New Year's resolutions that can create meaningful change for fans, franchises, and sports
CBC
Thoughts and prayers to anyone hitting the gym this month, as New Year's resolutioners, hopped up on pre-workout, optimism and post-holiday diet guilt, overrun your local health club. If we're discussing substances that help whip civilians into shape, January motivation is a top-tier performance-enhancing drug.
But if you, like me, have been around a while, you also know motivation has a short half-life. That's why three quarters of the people you see pumping iron on Jan.1 are back on the couch by Valentine's Day. If you want to make meaningful progress, you need to make that new behaviour a habit.
It works in fitness, where habit sustains your workout routine once that initial surge of motivation wanes. It also works in sports opinion writing, where most of us are in the habit of using late December and early January to write wish lists for all kinds of sports world stakeholders.
The idea of forming new habits can also help the people and organizations we write about. So when I run down this list of New Year's sports resolutions, I'm not just hoping the folks I'm discussing are motivated to make these moves. I'd love to see them adjust their habits, so that meaningful change is also long-lasting.
Is it a lot to ask?
Of course it is, as you'll see.
But is it too much?
Let's reconvene in 12 months, and we'll see. For now, here are three resolutions we think will improve the sports landscape.
WATCH: What 2024 gave us:
1. For the Blue Jays to give Vlad Jr. what he wants, when he wants it.
Assuming Guerrero sees a long-term future with the club that first signed him as a 17-year-old, "what he wants" is a contract extension, sometime between now and spring training. If there's no deal by mid-February, don't just pencil him in as next winter's most expensive free agent. Write it in pen.

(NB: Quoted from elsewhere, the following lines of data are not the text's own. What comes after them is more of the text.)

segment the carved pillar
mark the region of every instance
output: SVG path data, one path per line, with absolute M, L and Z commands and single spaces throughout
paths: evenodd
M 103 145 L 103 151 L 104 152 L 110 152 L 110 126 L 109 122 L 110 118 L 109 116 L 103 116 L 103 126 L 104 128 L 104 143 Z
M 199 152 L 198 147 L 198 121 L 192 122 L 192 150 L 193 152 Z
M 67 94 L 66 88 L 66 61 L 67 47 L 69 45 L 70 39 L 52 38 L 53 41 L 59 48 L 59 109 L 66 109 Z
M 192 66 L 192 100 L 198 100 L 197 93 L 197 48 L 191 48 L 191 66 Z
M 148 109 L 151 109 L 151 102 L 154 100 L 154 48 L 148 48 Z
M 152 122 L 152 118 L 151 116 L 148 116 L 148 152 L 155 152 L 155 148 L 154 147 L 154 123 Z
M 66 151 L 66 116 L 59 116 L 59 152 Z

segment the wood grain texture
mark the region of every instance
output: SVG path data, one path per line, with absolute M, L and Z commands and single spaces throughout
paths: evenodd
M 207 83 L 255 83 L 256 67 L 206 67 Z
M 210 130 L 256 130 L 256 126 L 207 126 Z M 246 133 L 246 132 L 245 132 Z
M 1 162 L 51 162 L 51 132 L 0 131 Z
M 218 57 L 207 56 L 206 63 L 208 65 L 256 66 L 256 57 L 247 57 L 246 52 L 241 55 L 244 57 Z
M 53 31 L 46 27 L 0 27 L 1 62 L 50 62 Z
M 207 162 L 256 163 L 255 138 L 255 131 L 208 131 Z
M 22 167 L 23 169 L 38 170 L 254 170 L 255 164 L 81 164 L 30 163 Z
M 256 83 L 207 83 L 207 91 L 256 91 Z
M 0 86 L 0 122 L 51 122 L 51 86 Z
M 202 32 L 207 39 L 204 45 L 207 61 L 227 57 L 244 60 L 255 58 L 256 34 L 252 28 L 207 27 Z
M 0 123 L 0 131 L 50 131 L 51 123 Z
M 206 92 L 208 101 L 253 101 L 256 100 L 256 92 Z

Has he become the singular superstar many of us envisioned when we first saw him play as a teenager? Not quite. Statistically, he peaked in 2021, when he led the league in nine offensive categories, including home runs (48), OPS (1.002) and runs scored (123). He has struggled with consistency, but when he's at his best he's one of MLB's very best.
As he enters the final year of a rookie deal that paid him $19.9 million US last year, he's after a contract befitting his elite status. His .323 batting average last year was a career-high, and his 96 strikeouts were a career-low for a full season. He's been an all-star in each of his four full MLB seasons.
Post-2023 the Dodgers signed Shohei Ohtani for 10 years and $700 million US. The Jays either whiffed on the two-way star, or were simply outbid. This season's premium free agent, Juan Soto, signed a 15-year deal with the Mets worth $765 million. We're not sure if Toronto ever even bothered to enter that competition.